# Will Yang style Tai Chi interfere with my Wing Chun?



## Wingsingh (Jun 29, 2013)

Hi, I just wanted to know if tai chi and Wing Chun are compatible? I haven't started tai chi yet, and I don't know much about it, but I'm willing to give it a go if it doesn't affect my Wing Chun.

The Tai Chi is for 'martial use first' according to the teacher. I was going to ask him if they're compatible but then I thought he's bound to say they are, so I thought I'd research it myself first. Thanks for your comments in advance.


----------



## oaktree (Jun 29, 2013)

I see some similarities with sticky hands and tuishou. 
 Will each creep into the other maybe maybe not.


----------



## yak sao (Jun 29, 2013)

I shared a school with a tai chi teacher for a while several years ago. One night he dropped by our class just to say hi and watch for a while.
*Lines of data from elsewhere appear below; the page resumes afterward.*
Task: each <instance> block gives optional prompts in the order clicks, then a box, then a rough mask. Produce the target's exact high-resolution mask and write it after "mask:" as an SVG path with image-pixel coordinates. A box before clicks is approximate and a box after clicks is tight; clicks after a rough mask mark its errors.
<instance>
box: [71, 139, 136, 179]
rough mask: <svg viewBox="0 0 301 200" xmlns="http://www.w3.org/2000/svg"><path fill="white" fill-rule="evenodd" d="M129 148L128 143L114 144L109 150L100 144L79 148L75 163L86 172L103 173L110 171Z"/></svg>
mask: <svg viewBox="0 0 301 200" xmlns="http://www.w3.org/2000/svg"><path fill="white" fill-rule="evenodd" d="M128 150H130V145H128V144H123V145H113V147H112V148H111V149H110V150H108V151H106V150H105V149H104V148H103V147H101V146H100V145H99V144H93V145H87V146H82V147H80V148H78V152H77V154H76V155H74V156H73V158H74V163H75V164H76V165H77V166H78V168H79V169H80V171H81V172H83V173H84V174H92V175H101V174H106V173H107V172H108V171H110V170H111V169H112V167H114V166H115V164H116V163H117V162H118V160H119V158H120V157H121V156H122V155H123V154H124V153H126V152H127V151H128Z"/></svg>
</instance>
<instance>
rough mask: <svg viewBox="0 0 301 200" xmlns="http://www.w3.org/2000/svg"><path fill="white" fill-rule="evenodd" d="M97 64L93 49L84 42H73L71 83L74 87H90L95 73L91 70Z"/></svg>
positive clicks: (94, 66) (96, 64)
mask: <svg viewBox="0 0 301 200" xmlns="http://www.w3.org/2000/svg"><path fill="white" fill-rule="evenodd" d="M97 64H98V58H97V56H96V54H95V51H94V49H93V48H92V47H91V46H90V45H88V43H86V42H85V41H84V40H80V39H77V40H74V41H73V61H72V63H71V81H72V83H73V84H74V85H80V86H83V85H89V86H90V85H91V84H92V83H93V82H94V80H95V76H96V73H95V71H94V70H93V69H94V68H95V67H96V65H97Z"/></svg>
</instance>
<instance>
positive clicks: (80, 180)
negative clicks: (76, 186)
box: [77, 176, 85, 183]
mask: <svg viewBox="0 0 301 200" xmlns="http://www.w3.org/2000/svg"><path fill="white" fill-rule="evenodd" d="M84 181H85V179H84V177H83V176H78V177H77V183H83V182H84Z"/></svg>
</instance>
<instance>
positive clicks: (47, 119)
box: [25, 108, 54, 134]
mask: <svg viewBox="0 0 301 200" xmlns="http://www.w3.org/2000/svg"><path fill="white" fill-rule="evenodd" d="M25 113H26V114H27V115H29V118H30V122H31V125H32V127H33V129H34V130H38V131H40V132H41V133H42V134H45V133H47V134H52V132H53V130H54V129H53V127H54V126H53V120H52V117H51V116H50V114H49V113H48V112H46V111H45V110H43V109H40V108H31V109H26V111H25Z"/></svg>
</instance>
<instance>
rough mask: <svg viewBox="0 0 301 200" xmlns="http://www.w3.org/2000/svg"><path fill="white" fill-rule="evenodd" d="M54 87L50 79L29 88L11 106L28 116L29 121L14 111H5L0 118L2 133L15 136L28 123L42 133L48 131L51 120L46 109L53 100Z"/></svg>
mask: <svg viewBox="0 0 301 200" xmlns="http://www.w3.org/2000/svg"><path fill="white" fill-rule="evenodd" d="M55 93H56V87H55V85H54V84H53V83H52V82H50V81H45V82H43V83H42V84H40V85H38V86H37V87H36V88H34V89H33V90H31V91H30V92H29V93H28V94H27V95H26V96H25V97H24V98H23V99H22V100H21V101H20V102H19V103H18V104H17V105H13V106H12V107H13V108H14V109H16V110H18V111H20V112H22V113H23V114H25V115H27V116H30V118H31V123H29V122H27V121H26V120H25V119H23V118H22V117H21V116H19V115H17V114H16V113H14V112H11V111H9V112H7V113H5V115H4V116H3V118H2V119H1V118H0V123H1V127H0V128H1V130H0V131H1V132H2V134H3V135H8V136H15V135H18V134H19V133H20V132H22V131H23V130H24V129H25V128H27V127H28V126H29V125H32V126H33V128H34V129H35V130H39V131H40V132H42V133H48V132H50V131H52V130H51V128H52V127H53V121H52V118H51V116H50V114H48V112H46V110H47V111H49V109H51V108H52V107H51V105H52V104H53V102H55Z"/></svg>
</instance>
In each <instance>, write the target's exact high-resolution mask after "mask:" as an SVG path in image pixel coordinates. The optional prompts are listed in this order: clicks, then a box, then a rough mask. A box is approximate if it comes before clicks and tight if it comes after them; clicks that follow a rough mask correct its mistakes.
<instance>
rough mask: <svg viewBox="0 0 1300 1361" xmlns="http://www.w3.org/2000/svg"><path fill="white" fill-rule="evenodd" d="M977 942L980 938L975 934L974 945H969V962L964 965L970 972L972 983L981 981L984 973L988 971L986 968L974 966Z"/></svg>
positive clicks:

We were doing some sort of drill...a jum sau w/ a pivot vs a stepping punch, I think it was, and I was explaining the concept to the class.  Afterwards he came up to me and told me that I just taught a tai chi class.

Plus, my sifu also teaches tai chi (yang style). He has taught us the long form and a bit of push hands. It will definitely enhance your WC.


----------



## arnisador (Jun 29, 2013)

This is a pretty good match--I'd think you'd be OK. Sticky vs. push hands is the only similar area and really they aren't all that similar.


----------



## SuitableScroll (Jun 29, 2013)

I take both and I'd say you won't have a problem with Tai Chi 'affecting' your Wing Chun at all.


----------



## Xue Sheng (Jun 29, 2013)

More likely your Wing Chun will effect your taiji since that is what you did first


----------



## bogdan.sifu (Jul 2, 2013)

There are Sifus who train both Wing Chun and Tai Chi. I know of Wan Kam Leung who trains Tai Chi and Wing Chun and is very effective with both.


----------



## Erick (Jul 3, 2013)

I have been training Wing Chun, Hung Gar, and Taichi together. Wing Chun and Hung Gar are trained in class in the same days and I learn Taichi from a different instructor on a different day. As far as fighting goes, I can't say that any thing that I've learned has effected me in a bad way. I don't think you will have a problem. In Wing Chun you learn to be relaxed right? Well same as in Yang style Tai Chi. But since I started Tai Chi, it reinforced the relaxation and when fighting it translated very well. But this is just from my experience, everyone is different. Hope this helps =).


----------



## StormShadow (Jul 10, 2013)

tai chi, besides many other things strengthen your tendons which should increase your punching power.


----------



## Domino (Jul 22, 2013)

The thing is.... it will become whatever you make it, make it your own.
No good, leave it..... see something good, keep with it.


----------



## wingerjim (Jul 23, 2013)

I am just now learning Tai Chi along with my Wing Chun, which I have studied exclusively for just over two years. My teacher teached those two arts plus Bagua. According to him, they all can enhance each other for a variety of reasons but the best reason is that Tai Chi can take WCs focused energy and increase it when both arts are learned properly. WC is a very compact art form where TC takes internal energy outward, thus not very compact. TC also improved balance and coordination in ways that WC does not address as easily, not that WC is uncoordinated and unbalance, just that TC can improve those attributes. I still plan to focus 90% + of my time to WC and only learn TC 24-form for the next year or longer before adding more TC to my study.


----------



## blindsage (Jul 23, 2013)

I've done some WC and good deal of Yang Taiji and I think there are some important connections between the two that can enhance each one.


----------